The Trinidad and Tobago Prison Service is currently headed by the Commissioner of Prisons (Ag.) Mr. Dennis Pulchan with assistance from his three Deputy Commissioners. The Commissioner is answerable to the Minister of National Security. Each of the Deputy Commissioners is responsible for overseeing one of three streams under which over thirty-five other departments and units fall, with a few exceptions.
These three streams are Administration, Operations, and Programmes. As the names suggest, Administration takes care of the Administrative functions, operations, includes security and other operational functions, while programmes department is geared specifically to design and provide programmes and industries in which offenders can participate, with a view towards rehabilitation.

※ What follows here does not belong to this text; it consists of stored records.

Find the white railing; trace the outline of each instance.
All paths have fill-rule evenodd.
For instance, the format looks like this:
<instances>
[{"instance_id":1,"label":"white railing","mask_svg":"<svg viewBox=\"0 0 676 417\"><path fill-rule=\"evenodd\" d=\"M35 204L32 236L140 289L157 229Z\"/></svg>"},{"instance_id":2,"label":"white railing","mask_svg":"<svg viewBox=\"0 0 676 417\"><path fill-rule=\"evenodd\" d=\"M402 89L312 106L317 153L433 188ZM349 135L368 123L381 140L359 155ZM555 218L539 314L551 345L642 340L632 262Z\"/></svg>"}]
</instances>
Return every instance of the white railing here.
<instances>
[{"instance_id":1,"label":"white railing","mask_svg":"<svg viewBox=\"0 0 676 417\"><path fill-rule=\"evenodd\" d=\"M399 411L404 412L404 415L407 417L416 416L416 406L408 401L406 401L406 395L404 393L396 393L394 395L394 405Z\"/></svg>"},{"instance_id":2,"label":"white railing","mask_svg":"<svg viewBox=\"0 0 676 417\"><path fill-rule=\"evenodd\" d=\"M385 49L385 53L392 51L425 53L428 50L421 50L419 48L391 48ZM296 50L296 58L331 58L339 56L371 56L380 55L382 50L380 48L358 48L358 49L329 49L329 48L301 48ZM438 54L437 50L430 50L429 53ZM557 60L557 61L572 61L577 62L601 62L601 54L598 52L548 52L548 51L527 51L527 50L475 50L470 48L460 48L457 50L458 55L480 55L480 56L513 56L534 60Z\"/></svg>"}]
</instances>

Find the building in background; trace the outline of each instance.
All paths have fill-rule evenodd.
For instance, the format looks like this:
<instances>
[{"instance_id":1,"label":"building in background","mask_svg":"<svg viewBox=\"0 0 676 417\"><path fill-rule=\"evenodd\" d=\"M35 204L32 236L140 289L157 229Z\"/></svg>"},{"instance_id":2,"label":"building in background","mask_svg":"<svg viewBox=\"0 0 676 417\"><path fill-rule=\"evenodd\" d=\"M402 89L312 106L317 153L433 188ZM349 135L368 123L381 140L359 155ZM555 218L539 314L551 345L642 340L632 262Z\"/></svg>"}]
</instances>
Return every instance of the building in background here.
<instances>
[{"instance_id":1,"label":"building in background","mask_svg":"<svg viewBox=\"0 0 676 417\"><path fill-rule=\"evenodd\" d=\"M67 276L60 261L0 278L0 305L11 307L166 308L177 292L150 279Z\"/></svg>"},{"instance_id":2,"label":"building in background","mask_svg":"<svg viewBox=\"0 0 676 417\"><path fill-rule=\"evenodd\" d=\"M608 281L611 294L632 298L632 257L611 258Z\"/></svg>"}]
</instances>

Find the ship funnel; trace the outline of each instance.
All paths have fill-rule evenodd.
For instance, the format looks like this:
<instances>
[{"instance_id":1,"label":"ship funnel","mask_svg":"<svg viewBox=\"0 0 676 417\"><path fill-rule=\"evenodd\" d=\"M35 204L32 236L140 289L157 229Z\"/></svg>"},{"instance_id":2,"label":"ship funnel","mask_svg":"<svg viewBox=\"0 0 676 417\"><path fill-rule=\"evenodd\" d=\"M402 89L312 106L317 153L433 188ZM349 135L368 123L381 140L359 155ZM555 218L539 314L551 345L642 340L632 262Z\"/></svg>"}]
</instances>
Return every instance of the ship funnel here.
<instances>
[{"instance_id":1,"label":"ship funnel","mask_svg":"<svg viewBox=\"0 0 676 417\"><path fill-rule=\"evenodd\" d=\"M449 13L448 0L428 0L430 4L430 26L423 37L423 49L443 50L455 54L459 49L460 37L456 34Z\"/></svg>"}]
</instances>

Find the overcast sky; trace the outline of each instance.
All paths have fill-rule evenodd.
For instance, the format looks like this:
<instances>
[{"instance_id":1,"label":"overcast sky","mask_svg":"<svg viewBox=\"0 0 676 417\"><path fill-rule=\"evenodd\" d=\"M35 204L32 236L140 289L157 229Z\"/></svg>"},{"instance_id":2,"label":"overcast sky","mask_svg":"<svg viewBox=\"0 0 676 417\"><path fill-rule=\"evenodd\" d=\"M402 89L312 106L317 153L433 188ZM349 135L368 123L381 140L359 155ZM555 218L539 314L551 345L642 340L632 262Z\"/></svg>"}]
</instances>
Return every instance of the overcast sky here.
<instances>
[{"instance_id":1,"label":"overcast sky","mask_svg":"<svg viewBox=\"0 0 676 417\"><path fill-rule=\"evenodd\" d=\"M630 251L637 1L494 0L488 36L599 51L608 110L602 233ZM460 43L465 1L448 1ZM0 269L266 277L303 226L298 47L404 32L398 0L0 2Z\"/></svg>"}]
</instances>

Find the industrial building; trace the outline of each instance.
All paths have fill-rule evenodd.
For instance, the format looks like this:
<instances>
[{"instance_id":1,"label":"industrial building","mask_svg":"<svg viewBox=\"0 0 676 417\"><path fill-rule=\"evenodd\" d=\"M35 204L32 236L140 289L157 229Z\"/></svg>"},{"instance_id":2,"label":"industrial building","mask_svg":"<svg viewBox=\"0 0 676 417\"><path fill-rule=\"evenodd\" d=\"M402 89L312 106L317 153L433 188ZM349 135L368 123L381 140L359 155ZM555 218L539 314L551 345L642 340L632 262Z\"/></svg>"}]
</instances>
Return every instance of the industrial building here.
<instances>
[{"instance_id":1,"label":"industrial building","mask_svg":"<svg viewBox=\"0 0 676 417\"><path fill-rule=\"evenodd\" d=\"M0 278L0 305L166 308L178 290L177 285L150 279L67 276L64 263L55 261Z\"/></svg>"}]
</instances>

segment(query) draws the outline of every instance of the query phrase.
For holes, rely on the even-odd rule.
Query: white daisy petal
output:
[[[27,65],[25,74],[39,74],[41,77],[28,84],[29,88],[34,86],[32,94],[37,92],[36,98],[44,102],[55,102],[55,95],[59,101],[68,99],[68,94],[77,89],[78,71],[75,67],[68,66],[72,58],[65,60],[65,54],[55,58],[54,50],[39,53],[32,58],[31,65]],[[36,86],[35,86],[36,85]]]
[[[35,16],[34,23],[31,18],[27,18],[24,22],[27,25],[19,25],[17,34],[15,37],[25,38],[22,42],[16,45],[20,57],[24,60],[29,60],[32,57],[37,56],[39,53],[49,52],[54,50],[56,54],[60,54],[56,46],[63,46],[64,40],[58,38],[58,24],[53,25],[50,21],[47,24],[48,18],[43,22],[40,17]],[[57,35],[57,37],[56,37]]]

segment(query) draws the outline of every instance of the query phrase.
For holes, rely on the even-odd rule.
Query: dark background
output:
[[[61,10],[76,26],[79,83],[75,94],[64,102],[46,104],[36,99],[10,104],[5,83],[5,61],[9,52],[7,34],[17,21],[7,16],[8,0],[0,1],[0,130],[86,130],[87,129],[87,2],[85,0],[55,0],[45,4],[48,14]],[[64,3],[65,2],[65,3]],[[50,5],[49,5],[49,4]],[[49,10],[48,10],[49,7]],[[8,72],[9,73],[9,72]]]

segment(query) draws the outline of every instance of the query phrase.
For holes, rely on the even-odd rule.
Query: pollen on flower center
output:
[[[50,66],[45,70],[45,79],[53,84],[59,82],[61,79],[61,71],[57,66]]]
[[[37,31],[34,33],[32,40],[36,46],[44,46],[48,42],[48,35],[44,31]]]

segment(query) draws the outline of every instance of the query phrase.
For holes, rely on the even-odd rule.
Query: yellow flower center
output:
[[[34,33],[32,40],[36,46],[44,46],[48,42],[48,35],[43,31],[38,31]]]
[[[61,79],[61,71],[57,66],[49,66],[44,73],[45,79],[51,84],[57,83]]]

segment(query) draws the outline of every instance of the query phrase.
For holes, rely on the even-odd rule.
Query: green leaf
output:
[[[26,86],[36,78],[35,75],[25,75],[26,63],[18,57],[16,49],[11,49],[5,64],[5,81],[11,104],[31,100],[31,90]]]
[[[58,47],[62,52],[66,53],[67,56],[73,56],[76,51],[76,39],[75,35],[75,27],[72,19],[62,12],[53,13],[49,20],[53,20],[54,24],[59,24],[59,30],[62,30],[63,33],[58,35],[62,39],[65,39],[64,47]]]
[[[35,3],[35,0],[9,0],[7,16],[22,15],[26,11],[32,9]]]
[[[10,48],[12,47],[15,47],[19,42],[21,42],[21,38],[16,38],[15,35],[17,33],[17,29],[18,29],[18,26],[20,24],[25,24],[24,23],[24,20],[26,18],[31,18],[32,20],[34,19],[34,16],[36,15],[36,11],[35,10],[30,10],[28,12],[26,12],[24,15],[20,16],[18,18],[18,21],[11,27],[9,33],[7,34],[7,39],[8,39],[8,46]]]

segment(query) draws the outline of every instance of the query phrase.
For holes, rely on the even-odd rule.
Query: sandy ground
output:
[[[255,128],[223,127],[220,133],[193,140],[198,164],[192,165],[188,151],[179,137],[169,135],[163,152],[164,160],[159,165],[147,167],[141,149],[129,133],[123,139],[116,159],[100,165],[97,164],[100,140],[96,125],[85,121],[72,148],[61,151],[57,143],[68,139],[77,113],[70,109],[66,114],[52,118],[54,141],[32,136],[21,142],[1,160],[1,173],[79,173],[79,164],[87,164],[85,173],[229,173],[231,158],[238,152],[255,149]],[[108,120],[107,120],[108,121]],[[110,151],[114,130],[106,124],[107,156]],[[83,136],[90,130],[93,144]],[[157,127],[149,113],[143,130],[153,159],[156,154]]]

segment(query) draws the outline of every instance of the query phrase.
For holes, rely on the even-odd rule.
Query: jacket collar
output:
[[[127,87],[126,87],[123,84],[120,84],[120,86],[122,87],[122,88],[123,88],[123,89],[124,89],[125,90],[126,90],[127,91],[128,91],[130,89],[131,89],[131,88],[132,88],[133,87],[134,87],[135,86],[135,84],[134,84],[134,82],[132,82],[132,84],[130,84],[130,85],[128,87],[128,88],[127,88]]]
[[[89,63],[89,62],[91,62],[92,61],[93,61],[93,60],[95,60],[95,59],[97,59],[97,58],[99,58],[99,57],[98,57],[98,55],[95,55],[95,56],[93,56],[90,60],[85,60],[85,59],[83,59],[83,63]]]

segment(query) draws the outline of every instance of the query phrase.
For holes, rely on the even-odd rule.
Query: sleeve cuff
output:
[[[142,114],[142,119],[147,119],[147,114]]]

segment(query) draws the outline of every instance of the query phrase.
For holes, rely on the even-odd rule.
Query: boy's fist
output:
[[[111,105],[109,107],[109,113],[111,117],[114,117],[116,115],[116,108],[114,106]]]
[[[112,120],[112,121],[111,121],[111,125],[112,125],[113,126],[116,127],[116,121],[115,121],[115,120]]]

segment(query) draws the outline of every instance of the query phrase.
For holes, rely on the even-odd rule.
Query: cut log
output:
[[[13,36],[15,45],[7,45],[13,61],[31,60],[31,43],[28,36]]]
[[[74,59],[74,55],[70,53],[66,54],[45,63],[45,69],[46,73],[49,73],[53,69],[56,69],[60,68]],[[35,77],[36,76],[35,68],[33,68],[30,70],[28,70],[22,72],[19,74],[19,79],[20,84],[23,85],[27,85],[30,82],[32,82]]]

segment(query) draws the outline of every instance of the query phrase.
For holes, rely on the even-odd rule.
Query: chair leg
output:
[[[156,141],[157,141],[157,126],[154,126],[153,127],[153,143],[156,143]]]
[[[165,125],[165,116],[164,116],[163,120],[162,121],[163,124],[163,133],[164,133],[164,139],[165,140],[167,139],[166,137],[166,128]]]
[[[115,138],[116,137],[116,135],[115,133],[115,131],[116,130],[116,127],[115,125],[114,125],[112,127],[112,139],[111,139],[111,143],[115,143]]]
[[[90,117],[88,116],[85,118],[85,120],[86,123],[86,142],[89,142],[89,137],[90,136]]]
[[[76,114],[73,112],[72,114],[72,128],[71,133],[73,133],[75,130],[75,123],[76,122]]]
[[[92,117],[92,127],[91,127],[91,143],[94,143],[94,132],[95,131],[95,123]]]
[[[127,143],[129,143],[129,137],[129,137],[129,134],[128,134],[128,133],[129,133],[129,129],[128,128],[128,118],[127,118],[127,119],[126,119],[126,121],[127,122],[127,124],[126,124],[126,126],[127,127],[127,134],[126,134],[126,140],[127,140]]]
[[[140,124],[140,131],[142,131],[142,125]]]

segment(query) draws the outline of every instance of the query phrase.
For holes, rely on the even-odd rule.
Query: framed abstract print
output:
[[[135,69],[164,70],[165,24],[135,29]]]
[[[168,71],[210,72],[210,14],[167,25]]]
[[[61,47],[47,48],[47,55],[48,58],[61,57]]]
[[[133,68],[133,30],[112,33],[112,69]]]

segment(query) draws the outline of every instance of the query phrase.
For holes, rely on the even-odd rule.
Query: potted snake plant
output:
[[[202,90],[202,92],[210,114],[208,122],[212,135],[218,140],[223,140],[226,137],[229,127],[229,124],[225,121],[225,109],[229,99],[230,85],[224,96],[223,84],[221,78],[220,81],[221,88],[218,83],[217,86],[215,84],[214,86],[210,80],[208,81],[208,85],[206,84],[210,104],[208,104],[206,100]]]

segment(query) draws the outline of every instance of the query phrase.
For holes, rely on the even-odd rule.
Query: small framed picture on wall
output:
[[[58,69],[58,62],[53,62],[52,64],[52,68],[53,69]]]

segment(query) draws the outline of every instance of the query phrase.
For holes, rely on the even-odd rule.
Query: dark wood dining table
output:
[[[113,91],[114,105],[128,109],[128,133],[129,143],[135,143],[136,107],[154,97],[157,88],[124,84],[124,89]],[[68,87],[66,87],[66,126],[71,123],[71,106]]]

This three streamed approach was adopted in 2016 to meet with the challenges of a burgeoning remanded inmate population and the overall welfare of the Service’s efficiency.
Each Station is unique in terms of physical structure and geographic locations, which challenges the ability of the Prison Service to adequately treat with all issues that may arise. The Carrera Island Convict Prison was built in 1877 and still functions today, despite its increasingly dilapidated condition. The Port of Spain Prison for example is now situation in the heart of the bustling capital city. The Golden Grove Prison Complex, which includes Women’s Prison, Golden Grove Convict Prison and the Remand Prison Facility, is now surrounded by residential communities. The philosophy of the Trinidad and Tobago Prison Service is currently one of Restorative Justice which was introduced in 2002. The Prison Service also demonstrates its commitment to this ideal, that it has added the CORRECT priority to its strategic objectives.
Commissioner of Prisons
(Ag.) Mr. Dennis Pulchan
Mr. Dennis Pulchan has a distinguished career spanning 36 years of dedicated service to the people of Trinidad and Tobago through the Trinidad and Tobago Prison Service. He is an expert in the field of Prison Security, having trained with various local and international security agencies, including the U.S. Federal Bureau of Investigations (FBI).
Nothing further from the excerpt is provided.